Having failed to obtain additional financing or consummate a strategic transaction, drug developer Epix Pharmaceuticals said it is shutting down the company and has terminated nearly all of its employees.
Epix of Lexington, MA, is planning to auction off its assets, including intellectual property, regulatory dossier, fixed assets, and clinical inventory, and distribute the proceeds to its creditors, according to Joseph Finn, founding partner of the Finn, Warnke, and Gayton law firm in Wellesley Hills, MA. The firm has been retained to oversee the liquidation.
Epix was forced to shut down after being unable to find additional financing or consummate a strategic deal with another firm. The company had been struggling since last year, reducing its workforce in October 2008 and again in March 2009. The firm in May reported that it was seeking "strategic alternatives" and might be forced to file for bankruptcy by August if it was unable to restructure.
FDA troubles
Epix's lead product for the imaging market was MS-325, a contrast agent designed for evaluating aortoiliac occlusive disease in adults with known or suspected peripheral vascular disease.

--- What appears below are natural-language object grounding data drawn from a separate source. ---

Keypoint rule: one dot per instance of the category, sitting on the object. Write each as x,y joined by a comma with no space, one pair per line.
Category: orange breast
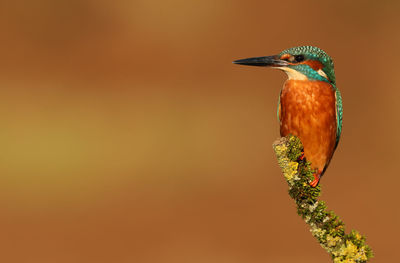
308,110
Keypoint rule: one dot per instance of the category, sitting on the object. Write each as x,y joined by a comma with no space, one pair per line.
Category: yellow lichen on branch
325,225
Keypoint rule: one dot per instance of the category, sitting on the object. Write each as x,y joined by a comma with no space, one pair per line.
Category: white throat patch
293,74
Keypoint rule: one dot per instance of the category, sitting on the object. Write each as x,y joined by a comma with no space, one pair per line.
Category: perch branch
325,225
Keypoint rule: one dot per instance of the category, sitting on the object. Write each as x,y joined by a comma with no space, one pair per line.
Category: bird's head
301,63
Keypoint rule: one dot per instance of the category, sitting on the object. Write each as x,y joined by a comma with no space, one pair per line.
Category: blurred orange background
127,135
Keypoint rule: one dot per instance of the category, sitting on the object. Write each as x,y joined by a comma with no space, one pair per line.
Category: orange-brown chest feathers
308,110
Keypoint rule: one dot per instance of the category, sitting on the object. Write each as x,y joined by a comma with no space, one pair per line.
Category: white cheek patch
322,73
293,74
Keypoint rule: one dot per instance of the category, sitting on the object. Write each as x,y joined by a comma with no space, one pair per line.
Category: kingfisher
310,104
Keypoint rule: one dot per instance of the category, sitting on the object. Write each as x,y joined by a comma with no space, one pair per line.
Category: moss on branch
325,225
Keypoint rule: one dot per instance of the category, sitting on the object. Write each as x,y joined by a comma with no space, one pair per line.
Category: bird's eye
299,58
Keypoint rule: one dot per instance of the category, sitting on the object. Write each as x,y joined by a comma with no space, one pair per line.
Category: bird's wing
339,115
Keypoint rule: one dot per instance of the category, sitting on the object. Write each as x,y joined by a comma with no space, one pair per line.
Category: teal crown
313,53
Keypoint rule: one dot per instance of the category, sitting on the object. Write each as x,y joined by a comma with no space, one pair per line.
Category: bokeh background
127,135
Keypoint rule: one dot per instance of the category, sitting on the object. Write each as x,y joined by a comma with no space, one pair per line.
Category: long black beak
270,61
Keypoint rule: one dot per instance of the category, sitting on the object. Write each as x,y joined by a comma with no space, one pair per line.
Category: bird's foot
315,182
301,157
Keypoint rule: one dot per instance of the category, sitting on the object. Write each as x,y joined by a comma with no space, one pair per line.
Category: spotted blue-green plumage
315,53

Epix said the agent was the first contrast product specifically designed for MR angiography.
Epix originally licensed rights to MS-325 to German drug firm Schering (now Bayer HealthCare Pharmaceuticals), which marketed the product as Vasovist. The companies won approvals to sell the agent in Europe and in a number of other regions, but Epix's efforts in the U.S. hit a snag in 2005, when the U.S. Food and Drug Administration (FDA) declined to approve MS-325's initial regulatory application, instead asking for additional clinical trials of the product.

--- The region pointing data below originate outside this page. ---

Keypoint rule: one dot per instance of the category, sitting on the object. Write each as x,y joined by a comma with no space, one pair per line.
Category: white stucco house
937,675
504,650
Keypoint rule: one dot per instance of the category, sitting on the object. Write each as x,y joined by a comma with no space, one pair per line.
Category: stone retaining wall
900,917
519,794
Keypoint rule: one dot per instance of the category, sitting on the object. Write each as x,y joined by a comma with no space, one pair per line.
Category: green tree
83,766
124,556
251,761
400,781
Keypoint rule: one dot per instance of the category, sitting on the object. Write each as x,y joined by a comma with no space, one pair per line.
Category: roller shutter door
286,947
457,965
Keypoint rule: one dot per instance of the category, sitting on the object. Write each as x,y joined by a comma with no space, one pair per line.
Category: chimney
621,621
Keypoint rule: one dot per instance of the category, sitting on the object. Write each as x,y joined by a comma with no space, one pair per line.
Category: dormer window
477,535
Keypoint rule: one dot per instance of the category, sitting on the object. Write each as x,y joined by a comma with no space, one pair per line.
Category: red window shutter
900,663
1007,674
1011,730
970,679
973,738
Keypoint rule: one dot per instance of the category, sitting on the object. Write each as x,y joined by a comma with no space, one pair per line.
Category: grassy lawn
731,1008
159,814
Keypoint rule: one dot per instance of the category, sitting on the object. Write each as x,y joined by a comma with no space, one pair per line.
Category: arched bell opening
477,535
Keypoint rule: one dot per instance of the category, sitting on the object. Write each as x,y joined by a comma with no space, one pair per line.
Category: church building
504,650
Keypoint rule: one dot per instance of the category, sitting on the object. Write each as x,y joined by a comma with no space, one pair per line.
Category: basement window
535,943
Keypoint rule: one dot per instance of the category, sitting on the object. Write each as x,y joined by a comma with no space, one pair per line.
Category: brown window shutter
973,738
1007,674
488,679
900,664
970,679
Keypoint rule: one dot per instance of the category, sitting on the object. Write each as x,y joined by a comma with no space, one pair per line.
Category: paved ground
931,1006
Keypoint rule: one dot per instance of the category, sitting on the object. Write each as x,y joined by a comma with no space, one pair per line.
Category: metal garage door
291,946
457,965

Epix negotiated with the FDA for the next three years, even filing formal appeals with the agency to win approval. Ultimately, the FDA agreed to accept a resubmission of MS-325's new drug application if the company conducted a reread of images from the original clinical trial. The FDA finally approved the product in December 2008.
By then, Epix and Schering had terminated their marketing partnership for MS-325, with rights to the agent reverting to Epix. The company was also entering into a cycle of workforce reductions, and in March 2009 announced that it had received a "going concern" notice from its auditors regarding its ability to continue operations.

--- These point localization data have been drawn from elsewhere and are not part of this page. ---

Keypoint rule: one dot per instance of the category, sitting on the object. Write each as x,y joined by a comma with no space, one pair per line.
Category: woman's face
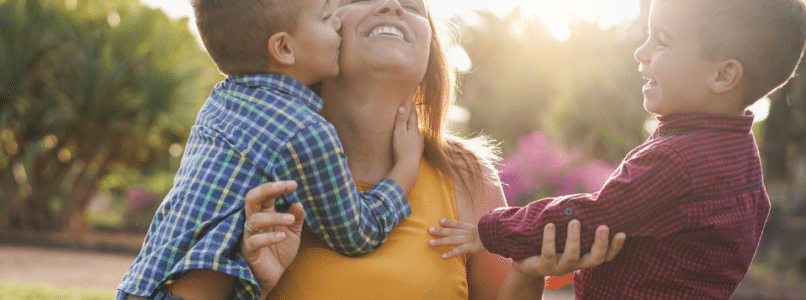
385,35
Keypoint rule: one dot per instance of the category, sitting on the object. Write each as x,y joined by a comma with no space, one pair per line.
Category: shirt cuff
394,198
489,232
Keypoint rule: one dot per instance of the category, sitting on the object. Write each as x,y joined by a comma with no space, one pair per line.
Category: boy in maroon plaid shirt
691,199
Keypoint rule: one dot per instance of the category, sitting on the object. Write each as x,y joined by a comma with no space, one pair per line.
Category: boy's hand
548,263
270,239
463,235
407,141
407,144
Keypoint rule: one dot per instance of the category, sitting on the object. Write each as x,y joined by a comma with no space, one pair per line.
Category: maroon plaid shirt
691,200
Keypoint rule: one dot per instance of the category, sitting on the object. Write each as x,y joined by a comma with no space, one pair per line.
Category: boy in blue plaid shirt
262,124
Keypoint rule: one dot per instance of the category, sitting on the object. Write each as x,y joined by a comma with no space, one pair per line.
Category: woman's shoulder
477,185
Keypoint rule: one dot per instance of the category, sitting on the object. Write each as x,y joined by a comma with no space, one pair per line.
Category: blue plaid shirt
251,130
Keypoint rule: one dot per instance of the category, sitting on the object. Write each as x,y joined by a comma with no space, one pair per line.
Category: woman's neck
363,112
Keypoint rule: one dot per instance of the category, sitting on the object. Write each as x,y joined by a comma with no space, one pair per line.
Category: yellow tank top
404,267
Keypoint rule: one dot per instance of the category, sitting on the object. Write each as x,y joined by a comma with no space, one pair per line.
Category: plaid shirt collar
683,123
282,84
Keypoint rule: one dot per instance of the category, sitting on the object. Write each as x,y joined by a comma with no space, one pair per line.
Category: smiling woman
556,14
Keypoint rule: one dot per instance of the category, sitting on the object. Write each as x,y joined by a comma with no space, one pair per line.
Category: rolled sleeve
638,199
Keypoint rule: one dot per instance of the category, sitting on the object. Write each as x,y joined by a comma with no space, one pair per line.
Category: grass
12,291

In an effort to raise funds, Epix in April 2009 sold U.S., Canadian, and Australian marketing rights to MS-325 for $28 million to Lantheus Medical Imaging of North Billerica, MA. Lantheus said it planned to relaunch the agent under a different name by the end of the year.
With the divestiture of MS-325, Epix was no longer active in the imaging market and instead focused on two therapeutic compounds, one for treating Alzheimer's disease and another for treating pulmonary hypertension associated with chronic obstructive pulmonary disease.
As it winds down its operations, Epix expects to retain Elkan Gamzu, Ph.D., its president and CEO, for a short period of time to assist in implementing an orderly dissolution. The company said it did not expect to be able to distribute proceeds from the auction to shareholders once its creditors had been paid off.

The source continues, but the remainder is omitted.